Still, even with those shortcomings, the result is eminently enjoyable. Almost all of the surviving cast returns — and they even manage to come up with a particularly creative way of explaining the Book’s voice change (William Franklyn takes over the role, but a substantial portion of Jones’s original recording is used in a “Guide upgrade” transition). Perhaps most astonishing, Adams himself gets to have his wish fulfilled — by incorporating audiobook recordings of Adams performing Agrajag, he does in fact get to play the role. And, of course, the story itself is as compelling as ever — different in tone from the prior stories (which were more episodic as opposed to plot-driven), but truly part of the same larger whole.
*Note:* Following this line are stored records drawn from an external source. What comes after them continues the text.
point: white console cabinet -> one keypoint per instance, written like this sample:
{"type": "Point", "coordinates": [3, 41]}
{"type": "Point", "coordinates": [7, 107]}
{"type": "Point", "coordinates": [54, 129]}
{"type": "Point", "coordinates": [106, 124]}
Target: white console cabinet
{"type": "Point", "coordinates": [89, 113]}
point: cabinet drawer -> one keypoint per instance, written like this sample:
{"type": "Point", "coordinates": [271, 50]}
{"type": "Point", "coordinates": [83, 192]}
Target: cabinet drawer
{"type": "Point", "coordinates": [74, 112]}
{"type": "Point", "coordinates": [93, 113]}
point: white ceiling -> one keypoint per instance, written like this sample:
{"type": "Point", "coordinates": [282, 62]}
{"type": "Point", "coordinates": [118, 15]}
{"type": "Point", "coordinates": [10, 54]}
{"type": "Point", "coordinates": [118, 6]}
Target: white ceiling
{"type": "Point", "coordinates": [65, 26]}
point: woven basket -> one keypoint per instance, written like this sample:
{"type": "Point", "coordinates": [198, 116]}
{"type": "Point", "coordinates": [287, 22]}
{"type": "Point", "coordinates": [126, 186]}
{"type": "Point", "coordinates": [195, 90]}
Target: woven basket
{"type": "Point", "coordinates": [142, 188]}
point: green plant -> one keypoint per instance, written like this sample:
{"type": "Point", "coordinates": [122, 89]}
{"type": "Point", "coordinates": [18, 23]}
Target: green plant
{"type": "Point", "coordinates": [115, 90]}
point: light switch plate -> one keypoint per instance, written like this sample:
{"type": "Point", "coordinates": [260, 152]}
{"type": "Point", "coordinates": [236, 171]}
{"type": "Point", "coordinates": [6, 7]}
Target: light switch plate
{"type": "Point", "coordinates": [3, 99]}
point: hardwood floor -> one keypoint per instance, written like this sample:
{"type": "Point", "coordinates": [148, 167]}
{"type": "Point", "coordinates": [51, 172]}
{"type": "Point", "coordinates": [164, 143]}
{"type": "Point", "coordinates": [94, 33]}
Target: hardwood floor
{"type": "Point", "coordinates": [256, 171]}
Also broadcast (and due to be released on CD soon) are The Quandary Phase (adapting So Long and Thanks for All the Fish) and The Quintessential Phase (adapting the final book in “the increasingly inaccurately named Hitchhiker’s Trilogy,” Mostly Harmless). From an overall story standpoint, these two tales deviated significantly from the established “formula” — So Long being more of an Earth-bound relationship tale, and Mostly Harmless being a fairly grim wrap-up. But I’ll still no doubt pick them up as soon as they’re available.

I may not be able to recommend you do the same just yet, but I think it’s likely a safe bet; despite all of their shortcomings, these are still probably better than most of the garbage out there.